Telehomecare is focused on supporting patients with long-term chronic diseases. As our population ages, more and more people are living with chronic diseases, which means they’ll be seeing physicians more and going to the hospital more. This results in higher costs for the healthcare system. So the healthcare system is looking for ways of supporting these people to live optimally with their chronic disease, and to minimize the need for them to engage with the healthcare system. The Telehomecare program is a way of helping people understand their illness better, and to self-manage their chronic disease without the need for interacting with the healthcare system.

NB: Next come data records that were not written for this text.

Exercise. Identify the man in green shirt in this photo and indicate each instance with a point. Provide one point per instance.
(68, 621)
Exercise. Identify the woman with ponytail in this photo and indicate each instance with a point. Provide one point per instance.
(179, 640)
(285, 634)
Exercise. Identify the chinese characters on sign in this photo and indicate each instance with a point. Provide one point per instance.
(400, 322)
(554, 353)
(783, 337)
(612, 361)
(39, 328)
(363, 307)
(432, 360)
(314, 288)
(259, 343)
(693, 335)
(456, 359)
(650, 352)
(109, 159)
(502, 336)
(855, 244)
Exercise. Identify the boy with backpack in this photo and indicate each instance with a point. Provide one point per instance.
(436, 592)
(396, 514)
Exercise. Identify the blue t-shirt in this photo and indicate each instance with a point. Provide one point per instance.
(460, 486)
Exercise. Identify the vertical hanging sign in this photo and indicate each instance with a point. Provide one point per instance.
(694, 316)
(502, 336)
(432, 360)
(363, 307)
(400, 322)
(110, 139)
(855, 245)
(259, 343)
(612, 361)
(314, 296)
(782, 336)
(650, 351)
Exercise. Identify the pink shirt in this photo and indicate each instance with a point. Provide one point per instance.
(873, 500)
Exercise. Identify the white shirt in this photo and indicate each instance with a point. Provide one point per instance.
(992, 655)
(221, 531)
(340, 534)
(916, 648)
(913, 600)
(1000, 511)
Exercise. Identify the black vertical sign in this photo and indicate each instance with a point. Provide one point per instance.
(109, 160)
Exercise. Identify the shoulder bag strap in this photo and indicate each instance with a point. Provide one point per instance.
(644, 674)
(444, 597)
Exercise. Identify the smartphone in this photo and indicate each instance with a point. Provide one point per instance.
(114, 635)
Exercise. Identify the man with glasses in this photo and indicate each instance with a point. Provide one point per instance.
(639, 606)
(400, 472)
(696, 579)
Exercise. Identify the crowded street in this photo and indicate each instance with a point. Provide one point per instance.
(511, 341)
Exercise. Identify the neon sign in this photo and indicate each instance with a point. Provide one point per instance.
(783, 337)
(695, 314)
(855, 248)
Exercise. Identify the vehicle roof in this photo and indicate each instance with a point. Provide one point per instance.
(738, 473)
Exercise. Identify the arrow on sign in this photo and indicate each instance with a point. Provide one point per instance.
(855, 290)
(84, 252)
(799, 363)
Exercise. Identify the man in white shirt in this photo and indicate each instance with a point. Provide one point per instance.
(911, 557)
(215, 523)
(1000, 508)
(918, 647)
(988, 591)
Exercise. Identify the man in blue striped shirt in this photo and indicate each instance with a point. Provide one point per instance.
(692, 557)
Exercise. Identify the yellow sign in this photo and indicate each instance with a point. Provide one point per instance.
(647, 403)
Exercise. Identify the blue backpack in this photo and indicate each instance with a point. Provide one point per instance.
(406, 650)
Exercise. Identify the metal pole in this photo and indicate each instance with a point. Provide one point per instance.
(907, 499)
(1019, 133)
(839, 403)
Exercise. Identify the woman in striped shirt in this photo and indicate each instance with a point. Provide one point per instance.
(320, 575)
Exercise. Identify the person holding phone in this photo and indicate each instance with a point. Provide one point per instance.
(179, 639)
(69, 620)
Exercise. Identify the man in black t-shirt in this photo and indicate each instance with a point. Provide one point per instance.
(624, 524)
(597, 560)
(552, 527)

A Telehomecare patient, doctor, and nurse talk about Telehomecare, an important new Ontario program for people with COPD or Heart Failure.

Component One: Monitoring
Patient monitoring looks at physiological parameters like blood pressure, weight, and blood oxygen level. It also combines a variety of structured questions that the patient answers each day, e.g. whether they’re more/less short of breath, whether they’re ankles are more/less swollen, whether they’re more/less fatigued, etc. All of this information is sent to a central data repository and trended over time. The information is then shared with the patient’s primary care provider. There are usually acceptable ranges for all of the parameters, and if the patient falls outside of the range, the computer puts a red flag on their name and the healthcare provider is notified so they can call the patient and find out why things have changed. The healthcare provider is then able to increase their medication and/or modify the patient’s daily management, all with the aim of improving the situation so the patient’s condition doesn’t deteriorate to the point that they have to call an ambulance and go to emergency.

Component Two: Coaching
We then use all that information to help structure a learning experience with the patient over the course of a few months. The aim of this component is for the patient and their caregivers/families to learn more about their chronic disease, what all the physiological parameters and measurements mean, how to interpret them when they’re changing, and what kind of corrective actions they can take if they start to change. This allows the patient to make their own changes to things they do every day – to the way they eat, the way they exercise, and potentially the way they take their medications. This is often combined with goal setting, so the patient with their coach, can determine what sort of goals they hope to achieve in managing their chronic disease. For example, someone with chronic obstructive pulmonary disease (COPD) may need home oxygen and as a result be unable to leave the home very easily because they’ve got to take a lot of equipment with them. So maybe their goal is to become comfortable enough with their equipment that they’re able to visit their son or daughter every Sunday for dinner, with their oxygen. In this case it would be coaching them on how to get comfortable with their equipment, how to move their equipment, and what to do before they leave and when they come back home from a trip. These kinds of goals are incorporated into the coaching to make it meaningful for the patient in managing their own illness.

The future
We’ve started with three LHINs in managing people with congestive heart failure and COPD. In the future we will expand to other chronic diseases, things like diabetes, rheumatoid arthritis, and hypertension. We will also expand this program to all fourteen LHINs in the province.